E Antônio de Otília me explicou que era um dos filhos de Sizino, e fora comerciante muitos anos no mercado, possuíra uma sapataria, até se aposentar. E que me queria encontrar por conta de livros meus que lera.

Fiquei desconfiado, pois escritor de memórias de um povo, corre riscos ao citar nomes e fatos aparentemente inocentes (para si) mas nem tanto, para os parentes personagens.

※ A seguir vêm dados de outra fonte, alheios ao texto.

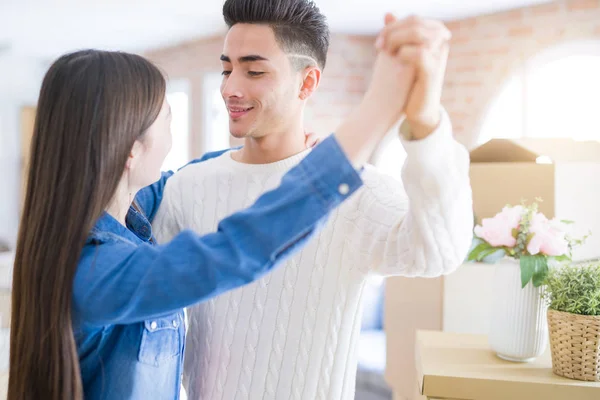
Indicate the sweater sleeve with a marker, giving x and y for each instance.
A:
(422, 227)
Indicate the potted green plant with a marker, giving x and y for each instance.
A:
(573, 296)
(522, 243)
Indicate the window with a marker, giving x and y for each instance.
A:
(556, 94)
(216, 119)
(178, 98)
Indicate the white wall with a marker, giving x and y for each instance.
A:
(20, 79)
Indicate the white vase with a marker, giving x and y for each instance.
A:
(518, 330)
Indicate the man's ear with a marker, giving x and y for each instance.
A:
(312, 77)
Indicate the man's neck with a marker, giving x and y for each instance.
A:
(272, 147)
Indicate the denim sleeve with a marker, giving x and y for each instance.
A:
(119, 282)
(149, 198)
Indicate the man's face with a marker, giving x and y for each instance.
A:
(260, 87)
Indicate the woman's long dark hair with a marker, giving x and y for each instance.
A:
(93, 106)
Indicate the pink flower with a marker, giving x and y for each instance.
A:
(547, 238)
(498, 231)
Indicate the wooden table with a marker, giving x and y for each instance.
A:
(462, 367)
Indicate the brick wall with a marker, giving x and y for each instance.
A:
(485, 51)
(343, 83)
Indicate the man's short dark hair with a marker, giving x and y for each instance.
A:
(298, 25)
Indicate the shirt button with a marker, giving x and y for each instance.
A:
(344, 189)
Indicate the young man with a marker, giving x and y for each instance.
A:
(293, 334)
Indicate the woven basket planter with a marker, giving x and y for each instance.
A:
(575, 345)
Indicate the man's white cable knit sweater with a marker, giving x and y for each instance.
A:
(293, 334)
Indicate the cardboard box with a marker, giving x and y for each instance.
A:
(462, 366)
(564, 173)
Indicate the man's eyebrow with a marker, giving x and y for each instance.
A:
(245, 59)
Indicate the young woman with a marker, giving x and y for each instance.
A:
(98, 306)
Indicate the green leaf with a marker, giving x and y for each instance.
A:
(533, 268)
(541, 271)
(527, 269)
(486, 253)
(473, 255)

E pensei em não passar na sapataria de Geoba, que ficava na Florentino Menezes, a quatro passos, no meu caminho de saída.

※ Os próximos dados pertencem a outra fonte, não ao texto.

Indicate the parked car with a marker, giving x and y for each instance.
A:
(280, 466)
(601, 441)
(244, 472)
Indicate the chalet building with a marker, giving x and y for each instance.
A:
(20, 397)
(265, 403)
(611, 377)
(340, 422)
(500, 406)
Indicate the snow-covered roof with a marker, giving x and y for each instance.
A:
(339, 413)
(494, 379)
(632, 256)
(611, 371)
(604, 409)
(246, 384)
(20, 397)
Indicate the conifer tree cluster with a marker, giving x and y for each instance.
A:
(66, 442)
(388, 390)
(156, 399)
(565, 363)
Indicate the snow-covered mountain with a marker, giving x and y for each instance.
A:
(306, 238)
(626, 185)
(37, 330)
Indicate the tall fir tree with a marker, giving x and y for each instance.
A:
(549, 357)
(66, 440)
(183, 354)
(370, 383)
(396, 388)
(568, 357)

Quando me voltei para ir embora, bati-me com um cabra de minha idade, chapéu parecido com o meu, branco lavado com a água de Itabaiana. Era Nandinho, que nunca vira nem ele a mim, mas nos reconhecemos de imediato. Aquele homem não seria outro senão Nandinho. E eu (ele me disse depois) não teria como não ser o escritor Saracura.

E Nandinho, sem a menor cerimônia, me abraçou, me beliscou, deu pulinhos à minha frente.

Numa mesinha do restaurante vazio, fora do rush das refeições, ao lado da banca de queijos, conversamos, obra de uma hora, sobre meus livros, meus personagens, sobre literatura, sobre Itabaiana...

 

E ele dizia:

“Sou um tabaréu analfabeto, pouco fui à escola e quando fui não enxerguei o caminho da sabedoria, perdi-me no emaranhado desconexo. Mas amo a literatura e amo Itabaiana”.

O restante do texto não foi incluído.